Tricks For a Better Night's Sleep

Tricks For a Better Night's Sleep

Sleep is necessary for the immune system to function properly.  But, high-tech gadgets in modern life can make the bedroom a repository for lights on televisions, laptops, smartphones, and even alarm clocks that prevent darkness from lulling us to sleep.  Insomnia is a major problem for adults of toddlers, and young professionals typically do not obtain the recommended eight hours of nightly sleep.  The following are five tricks to get a better night’s sleep:


Do Not Eat Before Going to Bed


Eating a heavy meal within two hours of going to bed is a bad idea (according to the National Institutes of Health’s Medline).  This is primarily because food is digested, and this requires the body to perform physiological activity that involves an active (as opposed to resting) brain.  Additionally, food is converted to glucose—which can raise the blood sugar level and increase energy.  Therefore, it is best to refrain from eating before going to bed, in order to decrease biochemical processes that can prevent falling asleep.


Darken the Bedroom as Much as Possible


The body’s biological clock is attuned to light as a signal to awaken.  This is what makes it so difficult for some night-shift workers to get uninterrupted sleep.  In particular, periods of REM sleep in night-shift workers may become shortened (according to a report of the American College of Emergency Physicians).  Closing blinds, covering gadgets with blinking lights, and darkening the room as much as possible can aid in falling—and remaining—asleep.


Keep to a Routine Bedtime


Going to sleep at the same time each night (or day) can help in combatting difficulty in falling asleep.  It aids in training the brain to switch to a restful state—especially for people who suffer from insomnia.  While sleep is usually categorized by scientists as REM and non-REM, the first stage (out of four separate stages) is falling asleep.  Advancement to REM is not possible without the first, non-REM stage of sleep (and a lack of REM can lead to memory difficulties).

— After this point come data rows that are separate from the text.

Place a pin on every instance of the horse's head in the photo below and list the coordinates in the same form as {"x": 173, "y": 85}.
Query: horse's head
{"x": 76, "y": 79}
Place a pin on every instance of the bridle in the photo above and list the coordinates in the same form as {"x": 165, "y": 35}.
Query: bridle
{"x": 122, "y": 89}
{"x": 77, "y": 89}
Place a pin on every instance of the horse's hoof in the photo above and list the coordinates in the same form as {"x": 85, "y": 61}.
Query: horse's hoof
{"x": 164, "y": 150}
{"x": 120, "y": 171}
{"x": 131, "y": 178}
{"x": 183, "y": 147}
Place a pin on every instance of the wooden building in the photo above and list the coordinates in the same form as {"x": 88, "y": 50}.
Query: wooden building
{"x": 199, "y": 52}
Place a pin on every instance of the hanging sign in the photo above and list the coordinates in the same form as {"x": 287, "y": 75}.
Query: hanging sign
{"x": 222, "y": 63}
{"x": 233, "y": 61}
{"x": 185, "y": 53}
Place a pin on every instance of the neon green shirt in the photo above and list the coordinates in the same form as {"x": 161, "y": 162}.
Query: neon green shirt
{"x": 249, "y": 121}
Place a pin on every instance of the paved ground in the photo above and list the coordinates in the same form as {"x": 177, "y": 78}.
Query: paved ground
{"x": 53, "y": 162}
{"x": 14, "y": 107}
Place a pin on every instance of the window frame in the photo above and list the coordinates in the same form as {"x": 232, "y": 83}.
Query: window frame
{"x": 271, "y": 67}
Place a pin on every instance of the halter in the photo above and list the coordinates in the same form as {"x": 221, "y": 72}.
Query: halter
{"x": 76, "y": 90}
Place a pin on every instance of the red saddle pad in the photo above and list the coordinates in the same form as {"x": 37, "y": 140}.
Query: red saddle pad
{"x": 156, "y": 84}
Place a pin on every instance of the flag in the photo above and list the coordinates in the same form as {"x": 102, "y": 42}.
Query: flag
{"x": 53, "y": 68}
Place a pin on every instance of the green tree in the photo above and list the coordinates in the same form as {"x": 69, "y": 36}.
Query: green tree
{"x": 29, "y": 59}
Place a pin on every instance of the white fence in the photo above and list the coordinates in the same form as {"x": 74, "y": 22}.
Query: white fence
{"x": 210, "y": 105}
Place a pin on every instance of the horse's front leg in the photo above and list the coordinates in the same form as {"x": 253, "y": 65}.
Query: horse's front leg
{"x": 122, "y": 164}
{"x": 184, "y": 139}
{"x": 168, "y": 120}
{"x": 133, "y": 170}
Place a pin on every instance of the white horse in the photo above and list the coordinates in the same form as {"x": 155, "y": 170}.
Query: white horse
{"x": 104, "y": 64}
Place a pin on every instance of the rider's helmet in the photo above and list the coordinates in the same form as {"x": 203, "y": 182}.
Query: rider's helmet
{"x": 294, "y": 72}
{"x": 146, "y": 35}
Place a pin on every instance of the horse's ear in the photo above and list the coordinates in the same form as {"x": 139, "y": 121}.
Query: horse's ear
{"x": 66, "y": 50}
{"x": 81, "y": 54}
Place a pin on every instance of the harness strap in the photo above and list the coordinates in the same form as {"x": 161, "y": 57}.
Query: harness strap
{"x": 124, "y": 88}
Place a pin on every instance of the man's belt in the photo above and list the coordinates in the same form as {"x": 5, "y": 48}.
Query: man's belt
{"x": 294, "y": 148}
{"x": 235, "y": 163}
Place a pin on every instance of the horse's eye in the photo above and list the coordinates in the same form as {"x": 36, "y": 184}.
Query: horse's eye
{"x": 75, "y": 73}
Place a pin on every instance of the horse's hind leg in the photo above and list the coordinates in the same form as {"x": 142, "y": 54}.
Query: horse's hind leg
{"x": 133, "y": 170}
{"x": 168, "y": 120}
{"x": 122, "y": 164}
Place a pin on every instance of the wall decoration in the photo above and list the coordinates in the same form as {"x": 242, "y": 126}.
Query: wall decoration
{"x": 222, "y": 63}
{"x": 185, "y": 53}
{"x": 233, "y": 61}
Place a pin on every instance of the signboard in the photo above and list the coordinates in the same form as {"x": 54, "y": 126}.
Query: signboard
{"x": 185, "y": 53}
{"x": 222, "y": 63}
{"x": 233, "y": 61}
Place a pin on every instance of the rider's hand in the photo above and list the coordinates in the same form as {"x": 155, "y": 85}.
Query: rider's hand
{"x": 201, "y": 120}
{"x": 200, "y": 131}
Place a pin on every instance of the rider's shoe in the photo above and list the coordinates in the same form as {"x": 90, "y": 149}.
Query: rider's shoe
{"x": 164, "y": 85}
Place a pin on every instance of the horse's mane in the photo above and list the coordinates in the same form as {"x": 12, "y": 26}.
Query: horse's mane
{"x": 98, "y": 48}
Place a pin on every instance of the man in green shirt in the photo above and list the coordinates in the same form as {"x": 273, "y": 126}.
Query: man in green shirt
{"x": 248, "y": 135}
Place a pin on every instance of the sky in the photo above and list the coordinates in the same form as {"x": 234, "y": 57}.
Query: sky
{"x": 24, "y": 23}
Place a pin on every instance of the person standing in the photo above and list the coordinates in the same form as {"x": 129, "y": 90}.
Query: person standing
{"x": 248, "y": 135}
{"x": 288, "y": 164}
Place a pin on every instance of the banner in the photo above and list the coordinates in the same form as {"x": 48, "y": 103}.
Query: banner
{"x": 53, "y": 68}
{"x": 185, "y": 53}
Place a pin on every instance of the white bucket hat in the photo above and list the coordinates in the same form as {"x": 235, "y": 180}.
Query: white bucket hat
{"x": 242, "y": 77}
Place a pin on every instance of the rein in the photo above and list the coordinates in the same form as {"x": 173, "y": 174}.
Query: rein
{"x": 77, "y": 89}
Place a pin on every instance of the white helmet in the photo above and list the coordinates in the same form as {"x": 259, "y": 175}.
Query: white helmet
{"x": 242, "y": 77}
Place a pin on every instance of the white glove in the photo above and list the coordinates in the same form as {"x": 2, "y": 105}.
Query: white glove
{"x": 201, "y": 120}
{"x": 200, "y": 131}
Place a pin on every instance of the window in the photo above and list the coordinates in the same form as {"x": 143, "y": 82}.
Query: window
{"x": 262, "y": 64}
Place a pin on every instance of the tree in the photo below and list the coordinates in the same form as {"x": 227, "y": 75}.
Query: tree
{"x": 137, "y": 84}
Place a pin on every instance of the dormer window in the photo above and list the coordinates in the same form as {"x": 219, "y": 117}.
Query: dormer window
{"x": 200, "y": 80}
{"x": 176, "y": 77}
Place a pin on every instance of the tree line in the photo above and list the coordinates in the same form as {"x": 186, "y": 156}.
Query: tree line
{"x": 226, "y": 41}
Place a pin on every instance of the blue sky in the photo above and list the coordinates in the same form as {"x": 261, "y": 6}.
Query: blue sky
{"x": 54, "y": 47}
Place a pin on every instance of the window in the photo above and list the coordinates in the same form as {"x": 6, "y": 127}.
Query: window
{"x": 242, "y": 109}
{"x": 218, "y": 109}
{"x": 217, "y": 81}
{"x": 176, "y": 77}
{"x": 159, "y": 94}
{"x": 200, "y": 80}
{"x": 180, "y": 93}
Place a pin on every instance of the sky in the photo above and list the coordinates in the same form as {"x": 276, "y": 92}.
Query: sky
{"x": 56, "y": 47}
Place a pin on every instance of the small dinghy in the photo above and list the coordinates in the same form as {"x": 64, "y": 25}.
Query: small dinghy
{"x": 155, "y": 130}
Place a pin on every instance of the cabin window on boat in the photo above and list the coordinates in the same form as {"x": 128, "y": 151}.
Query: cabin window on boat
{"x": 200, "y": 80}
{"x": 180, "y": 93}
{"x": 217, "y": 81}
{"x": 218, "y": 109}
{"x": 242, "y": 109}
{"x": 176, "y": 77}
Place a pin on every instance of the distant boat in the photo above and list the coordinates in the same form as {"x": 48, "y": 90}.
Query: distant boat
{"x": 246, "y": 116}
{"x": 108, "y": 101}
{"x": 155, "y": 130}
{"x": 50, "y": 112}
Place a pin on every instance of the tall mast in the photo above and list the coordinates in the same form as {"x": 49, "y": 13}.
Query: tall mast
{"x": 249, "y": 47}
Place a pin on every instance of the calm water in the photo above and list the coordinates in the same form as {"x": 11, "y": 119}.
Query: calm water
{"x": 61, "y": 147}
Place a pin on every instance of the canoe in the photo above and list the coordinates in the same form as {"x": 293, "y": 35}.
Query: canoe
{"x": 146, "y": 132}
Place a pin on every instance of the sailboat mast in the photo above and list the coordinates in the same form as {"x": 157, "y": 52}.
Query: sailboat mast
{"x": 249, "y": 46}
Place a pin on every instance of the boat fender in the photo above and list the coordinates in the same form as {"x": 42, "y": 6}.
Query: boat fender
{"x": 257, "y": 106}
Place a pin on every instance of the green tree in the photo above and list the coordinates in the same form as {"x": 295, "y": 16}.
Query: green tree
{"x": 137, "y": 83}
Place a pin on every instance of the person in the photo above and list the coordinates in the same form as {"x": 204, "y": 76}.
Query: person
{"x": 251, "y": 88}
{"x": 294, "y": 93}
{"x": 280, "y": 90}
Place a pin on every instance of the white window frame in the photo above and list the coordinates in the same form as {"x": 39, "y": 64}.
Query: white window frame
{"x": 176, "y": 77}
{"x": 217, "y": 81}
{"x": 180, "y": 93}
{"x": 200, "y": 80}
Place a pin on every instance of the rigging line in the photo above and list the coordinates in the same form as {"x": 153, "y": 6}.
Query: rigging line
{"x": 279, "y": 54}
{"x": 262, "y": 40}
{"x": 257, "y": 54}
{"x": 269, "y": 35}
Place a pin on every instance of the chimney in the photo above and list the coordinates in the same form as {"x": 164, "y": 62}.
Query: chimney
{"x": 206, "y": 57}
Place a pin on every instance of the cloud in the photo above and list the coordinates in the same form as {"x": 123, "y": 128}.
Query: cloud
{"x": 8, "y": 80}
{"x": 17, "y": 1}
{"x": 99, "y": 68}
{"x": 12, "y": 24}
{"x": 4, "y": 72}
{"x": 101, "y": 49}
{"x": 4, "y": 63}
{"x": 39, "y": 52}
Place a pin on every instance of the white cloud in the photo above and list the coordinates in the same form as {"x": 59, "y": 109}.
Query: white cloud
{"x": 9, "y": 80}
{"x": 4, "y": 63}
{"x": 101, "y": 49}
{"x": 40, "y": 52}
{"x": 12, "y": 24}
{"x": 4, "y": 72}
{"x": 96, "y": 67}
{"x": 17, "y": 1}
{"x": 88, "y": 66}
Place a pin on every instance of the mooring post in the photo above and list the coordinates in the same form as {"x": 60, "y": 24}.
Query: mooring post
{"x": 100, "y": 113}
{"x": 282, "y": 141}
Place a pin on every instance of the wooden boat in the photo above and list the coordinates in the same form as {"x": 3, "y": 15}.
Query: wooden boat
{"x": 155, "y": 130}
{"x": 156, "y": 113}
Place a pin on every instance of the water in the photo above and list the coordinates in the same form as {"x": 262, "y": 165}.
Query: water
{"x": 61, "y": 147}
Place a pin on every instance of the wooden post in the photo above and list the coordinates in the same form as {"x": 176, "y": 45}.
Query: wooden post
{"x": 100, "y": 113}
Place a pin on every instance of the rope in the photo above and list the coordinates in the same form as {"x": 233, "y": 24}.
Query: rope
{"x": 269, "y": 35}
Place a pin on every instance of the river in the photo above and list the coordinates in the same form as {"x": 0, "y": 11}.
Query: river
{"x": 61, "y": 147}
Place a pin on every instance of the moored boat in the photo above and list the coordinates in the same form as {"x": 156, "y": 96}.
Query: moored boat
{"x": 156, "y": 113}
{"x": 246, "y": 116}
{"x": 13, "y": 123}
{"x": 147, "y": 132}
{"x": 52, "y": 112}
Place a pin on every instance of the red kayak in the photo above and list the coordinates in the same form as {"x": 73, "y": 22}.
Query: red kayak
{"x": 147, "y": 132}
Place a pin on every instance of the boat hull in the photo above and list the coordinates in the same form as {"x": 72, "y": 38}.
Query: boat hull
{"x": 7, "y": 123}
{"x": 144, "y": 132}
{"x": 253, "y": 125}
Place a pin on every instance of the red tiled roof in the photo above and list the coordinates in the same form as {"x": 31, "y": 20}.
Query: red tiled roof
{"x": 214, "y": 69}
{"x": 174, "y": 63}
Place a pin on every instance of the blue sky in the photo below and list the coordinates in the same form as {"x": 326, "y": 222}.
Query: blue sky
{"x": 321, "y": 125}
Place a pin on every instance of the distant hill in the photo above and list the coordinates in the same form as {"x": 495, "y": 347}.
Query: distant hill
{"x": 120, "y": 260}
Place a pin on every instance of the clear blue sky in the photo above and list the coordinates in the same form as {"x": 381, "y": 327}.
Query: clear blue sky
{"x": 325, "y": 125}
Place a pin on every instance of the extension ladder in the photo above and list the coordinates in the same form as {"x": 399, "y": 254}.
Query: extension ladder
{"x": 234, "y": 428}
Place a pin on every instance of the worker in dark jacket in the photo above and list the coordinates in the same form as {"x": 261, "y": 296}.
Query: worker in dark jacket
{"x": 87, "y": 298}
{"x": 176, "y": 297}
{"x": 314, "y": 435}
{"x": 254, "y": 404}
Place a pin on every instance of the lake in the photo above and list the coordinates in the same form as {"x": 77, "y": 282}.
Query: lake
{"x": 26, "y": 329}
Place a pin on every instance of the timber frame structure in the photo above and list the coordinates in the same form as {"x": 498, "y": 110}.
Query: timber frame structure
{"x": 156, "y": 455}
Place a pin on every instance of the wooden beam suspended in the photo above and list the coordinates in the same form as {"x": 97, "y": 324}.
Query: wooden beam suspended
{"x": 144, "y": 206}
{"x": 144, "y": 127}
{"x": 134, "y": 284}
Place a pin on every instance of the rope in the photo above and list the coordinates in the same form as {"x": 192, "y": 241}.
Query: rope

Do Not Watch a Thriller on TV Before Bedtime


Many people watch television or play video games in the evening.  However, action-filled, “high-drama” enactments on TV, via computer, or in video games (particularly life-threatening enactments) can increase heart rate.  The increased heart rate promotes signals to the brain to increase release of the adrenalin hormone.  In turn, the released adrenalin promotes alertness—which “short-circuits” the brain’s efforts to calm signal transmissions in alliance with a state of restfulness.  Therefore, it is preferable to watch something boring or calming on TV before bedtime.


Turn Off Cell Phones and Tablets Before Bedtime


The current workplace environment has promoted an invasion of verbal contact into workers’ night-time hours.  Smartphones have made employees easier to contact in their “off-hours”.  The result is that employees feel pressured to answer phone calls and email from colleagues at any time of day or night.  This is counter-productive in that it is causing employees to experience greater fatigue at work due to disrupted sleep—and lowering their overall health status.  The best way to combat the problem is to turn off cell phones and laptops before bed.  Sleep is more important to being productive at work than constant availability.